In order to make Guinness full of goodness for those who eschew consuming animals or their byproducts, the Irish brewer is swapping out isinglass — a gelatin made from fish bladders used to filter yeast in the finished beer — with an animal-free method in late 2016.

Though Guinness’ main ingredients include barley, hops, yeast and water, tiny bits of fish bladder can make their way into the finished product.

“Isinglass has been used widely within the brewing industry as a means of filtration for decades,” the company said in a statement. “However, because of its use we could not label Guinness as suitable for vegetarians and have been looking for an alternative solution for some time.”

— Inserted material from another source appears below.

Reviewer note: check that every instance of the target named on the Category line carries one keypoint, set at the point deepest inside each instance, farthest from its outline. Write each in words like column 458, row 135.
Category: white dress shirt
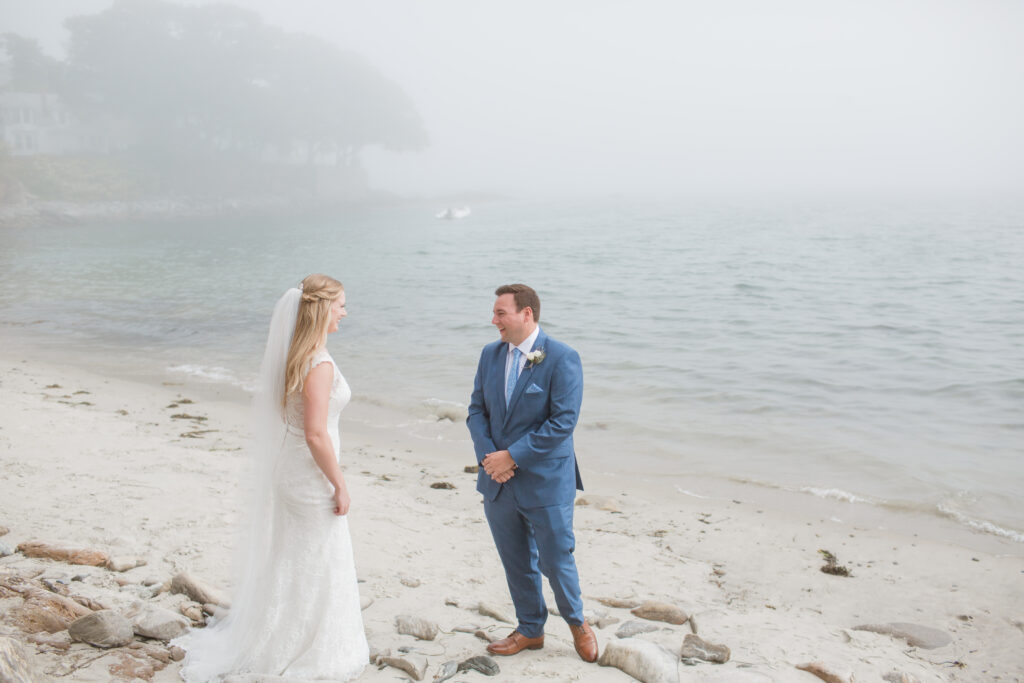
column 525, row 347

Guinness hasn’t disclosed details about how it will replace isinglass, but had said in the past that it’s looking for a method that’s “as effective or as environmentally friendly… whilst maintaining the quality of the liquid.”

“We are now pleased to have identified a new process through investment in a state-of-the-art filtration system at St James’s Gate which, once in place, will remove the use of isinglass in the brewing process,” Guinness’ parent company Diageo says in the statement.

It’s not all great news for everyone in the world, however: though the company brews in 49 countries, only Guinnness’ flagship brewery in Dublin will be using the vegetarian-friendly method. That covers Ireland, the United Kingdom and North America (as Consumerist reader Scott helpfully pointed out), but everyone else is stuck with possible fish bladders particles.